In a certain school district in a large metropolitan area, the SAT scores over that past five years are normally distributed with a mean of 1476. Furthermore, P20 is 1209.

To find the z-score for the 99th percentile of a normally distributed SAT score, we need to calculate the z-score from the standard normal distribution that corresponds to the 99th percentile.

The z-score formula for any value X in a normal distribution is:

\[ z = \frac{X - \mu}{\sigma} \]

where:
- \( z \) is the z-score,
- \( X \) is the value from the normal distribution,
- \( \mu \) is the mean of the distribution, and
- \( \sigma \) is the standard deviation of the distribution.

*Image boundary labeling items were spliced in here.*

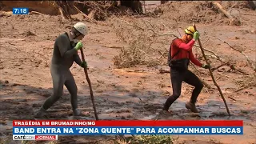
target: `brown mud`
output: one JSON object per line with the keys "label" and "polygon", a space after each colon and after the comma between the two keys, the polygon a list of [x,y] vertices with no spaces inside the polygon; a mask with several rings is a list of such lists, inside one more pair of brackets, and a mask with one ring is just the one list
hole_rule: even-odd
{"label": "brown mud", "polygon": [[[167,2],[162,8],[163,14],[160,17],[135,19],[146,19],[152,23],[164,22],[170,29],[176,27],[182,34],[182,29],[192,22],[196,22],[198,29],[202,34],[204,47],[218,53],[225,60],[232,59],[237,66],[250,76],[254,74],[243,55],[216,38],[206,41],[206,38],[203,39],[203,36],[206,33],[207,36],[218,37],[232,46],[242,47],[244,53],[255,63],[255,10],[242,5],[238,6],[236,9],[240,11],[242,26],[230,26],[227,18],[210,10],[207,5],[208,3],[204,2]],[[190,10],[194,9],[198,9],[198,13],[202,16],[189,13]],[[35,110],[52,94],[50,64],[54,40],[58,34],[69,30],[70,26],[78,21],[67,21],[62,19],[61,16],[13,15],[2,11],[0,17],[1,142],[16,143],[10,140],[12,139],[11,121],[33,118]],[[72,17],[78,18],[79,14]],[[202,68],[198,70],[205,74],[200,75],[200,78],[210,84],[212,89],[204,88],[198,97],[197,105],[201,113],[194,114],[185,108],[185,103],[190,99],[193,87],[183,83],[182,95],[170,107],[172,113],[168,116],[159,116],[158,113],[168,95],[172,94],[172,89],[170,74],[159,74],[158,67],[168,69],[168,66],[139,66],[129,69],[117,69],[114,66],[113,58],[118,54],[119,50],[113,47],[126,44],[116,36],[115,30],[111,26],[114,21],[111,21],[111,18],[129,20],[130,18],[110,18],[97,25],[86,22],[90,31],[83,40],[84,53],[90,67],[89,76],[100,119],[238,119],[244,121],[243,135],[180,135],[175,142],[256,142],[255,85],[236,92],[242,86],[239,82],[253,80],[250,75],[227,72],[228,67],[225,66],[214,72],[228,103],[231,117],[227,116],[224,103],[208,71]],[[175,30],[172,31],[178,35]],[[155,50],[168,49],[173,38],[167,36],[169,41],[166,42],[165,47],[155,46]],[[201,53],[198,49],[197,52]],[[203,59],[200,60],[203,62]],[[219,63],[213,61],[211,64],[218,66]],[[82,118],[94,119],[83,70],[76,64],[74,64],[70,70],[78,88],[78,106],[84,114]],[[63,96],[49,110],[49,117],[55,119],[74,118],[66,87]],[[65,141],[71,139],[73,141],[66,143],[90,143],[108,138],[69,136],[60,137],[58,142],[65,143]]]}

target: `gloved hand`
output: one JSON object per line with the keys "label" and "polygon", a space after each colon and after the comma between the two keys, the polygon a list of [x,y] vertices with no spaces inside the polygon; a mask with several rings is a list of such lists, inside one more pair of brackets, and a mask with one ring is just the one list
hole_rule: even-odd
{"label": "gloved hand", "polygon": [[210,69],[210,65],[207,65],[207,64],[204,64],[202,66],[202,68],[205,68],[205,69]]}
{"label": "gloved hand", "polygon": [[200,36],[199,32],[198,32],[198,31],[196,31],[196,32],[194,32],[194,34],[193,34],[193,38],[194,38],[194,40],[198,40],[198,39],[199,38],[199,36]]}
{"label": "gloved hand", "polygon": [[83,68],[87,68],[87,62],[82,62],[82,64],[80,65],[81,67]]}
{"label": "gloved hand", "polygon": [[82,42],[78,42],[76,44],[76,46],[74,46],[74,49],[75,49],[76,50],[80,50],[82,47]]}

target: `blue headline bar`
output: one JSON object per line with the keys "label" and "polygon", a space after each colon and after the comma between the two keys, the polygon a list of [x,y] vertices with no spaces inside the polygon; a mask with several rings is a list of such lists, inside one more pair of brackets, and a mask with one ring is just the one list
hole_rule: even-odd
{"label": "blue headline bar", "polygon": [[242,126],[14,126],[13,134],[243,134]]}

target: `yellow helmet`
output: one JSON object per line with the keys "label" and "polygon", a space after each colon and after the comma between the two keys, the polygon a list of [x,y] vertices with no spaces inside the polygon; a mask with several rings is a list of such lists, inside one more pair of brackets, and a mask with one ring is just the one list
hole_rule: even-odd
{"label": "yellow helmet", "polygon": [[188,28],[185,29],[185,33],[189,34],[194,34],[195,32],[194,26],[189,26]]}

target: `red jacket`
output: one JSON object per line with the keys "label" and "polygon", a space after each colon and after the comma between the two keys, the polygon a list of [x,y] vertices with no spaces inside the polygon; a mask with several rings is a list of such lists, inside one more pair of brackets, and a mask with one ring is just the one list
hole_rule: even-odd
{"label": "red jacket", "polygon": [[171,58],[180,50],[180,52],[173,59],[189,58],[194,64],[202,66],[202,64],[194,58],[192,53],[192,47],[194,42],[194,39],[192,39],[188,43],[184,43],[180,38],[174,39],[170,47],[171,48]]}

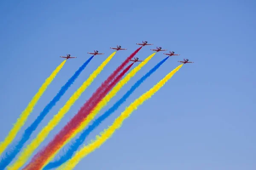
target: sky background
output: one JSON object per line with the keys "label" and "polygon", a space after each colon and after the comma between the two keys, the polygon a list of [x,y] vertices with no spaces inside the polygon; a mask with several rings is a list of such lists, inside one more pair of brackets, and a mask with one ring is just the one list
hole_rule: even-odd
{"label": "sky background", "polygon": [[[188,58],[195,63],[183,65],[74,169],[255,170],[255,8],[252,0],[0,1],[0,141],[63,61],[60,56],[78,58],[67,61],[15,141],[91,56],[87,52],[97,50],[105,54],[93,58],[26,144],[113,52],[110,47],[128,48],[117,52],[34,153],[139,47],[136,43],[146,40],[154,45],[144,47],[136,56],[140,59],[157,46],[180,56],[169,57],[86,142],[178,66],[177,61]],[[163,53],[157,53],[101,113],[166,57]]]}

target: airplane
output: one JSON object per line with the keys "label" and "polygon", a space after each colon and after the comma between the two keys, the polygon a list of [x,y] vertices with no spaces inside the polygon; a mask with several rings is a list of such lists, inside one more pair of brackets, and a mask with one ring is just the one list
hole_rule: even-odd
{"label": "airplane", "polygon": [[138,58],[138,57],[136,57],[136,58],[135,58],[135,57],[134,57],[134,60],[130,60],[130,61],[133,61],[134,62],[138,62],[144,61],[144,60],[139,60],[139,58]]}
{"label": "airplane", "polygon": [[167,50],[161,50],[161,49],[162,47],[159,47],[159,48],[157,48],[157,49],[151,49],[150,50],[155,51],[157,52],[160,51],[167,51]]}
{"label": "airplane", "polygon": [[60,56],[60,57],[66,58],[67,59],[66,60],[67,60],[69,58],[77,58],[76,57],[70,57],[70,54],[67,54],[67,57]]}
{"label": "airplane", "polygon": [[111,49],[113,49],[114,50],[116,50],[116,51],[127,49],[127,48],[121,48],[120,45],[119,45],[119,46],[116,45],[116,47],[117,48],[113,48],[113,47],[111,47],[110,48]]}
{"label": "airplane", "polygon": [[169,56],[180,56],[180,54],[174,54],[174,51],[172,51],[172,52],[171,52],[171,51],[170,51],[170,53],[169,54],[167,54],[167,53],[164,53],[164,54],[166,54],[166,55],[168,55]]}
{"label": "airplane", "polygon": [[178,61],[178,62],[182,62],[182,63],[183,63],[183,64],[192,63],[194,62],[192,62],[191,61],[189,61],[189,59],[186,59],[186,60],[185,60],[185,59],[184,59],[184,61]]}
{"label": "airplane", "polygon": [[143,46],[153,45],[153,44],[148,44],[148,42],[147,41],[145,41],[145,42],[142,41],[142,44],[140,43],[137,43],[136,44],[137,44],[140,45],[142,45]]}
{"label": "airplane", "polygon": [[96,56],[96,55],[97,54],[104,54],[104,53],[99,53],[99,51],[97,50],[95,51],[94,50],[94,53],[87,53],[88,54],[93,54],[94,55]]}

Since P20 is the 20th percentile (the value below which 20% of the data fall), and you've mentioned that P20 is 1209, this corresponds to a z-score of -0.8416 (which is the z-score for the 20th percentile as per the standard normal distribution table).

Now we can use this information to calculate the standard deviation of the SAT scores:

\[ Z_{P20} = \frac{X_{P20} - \mu}{\sigma} \]
\[ -0.8416 = \frac{1209 - 1476}{\sigma} \]
\[ \sigma = \frac{1209 - 1476}{-0.8416} \]
\[ \sigma = \frac{-267}{-0.8416} \]
\[ \sigma \approx 317.2 \]

Now that we have \( \sigma \), we can find the value that corresponds to the 99th percentile (which we will label as \( X_{99} \)). You can look up the z-score for the 99th percentile in standard normal distribution tables or use a statistical software or calculator. The z-score for the 99th percentile is approximately 2.33.

We can then use this z-score to find \( X_{99} \) as follows:

\[ Z_{99} = \frac{X_{99} - \mu}{\sigma} \]
\[ 2.33 = \frac{X_{99} - 1476}{317.2} \]
\[ X_{99} - 1476 = 2.33 \cdot 317.2 \]
\[ X_{99} - 1476 = 739.196 \]
\[ X_{99} = 739.196 + 1476 \]
\[ X_{99} \approx 2215.2 \]

Since your question didn't ask for the actual SAT score but the z-score corresponding to the 99th percentile, the z-score is approximately 2.33.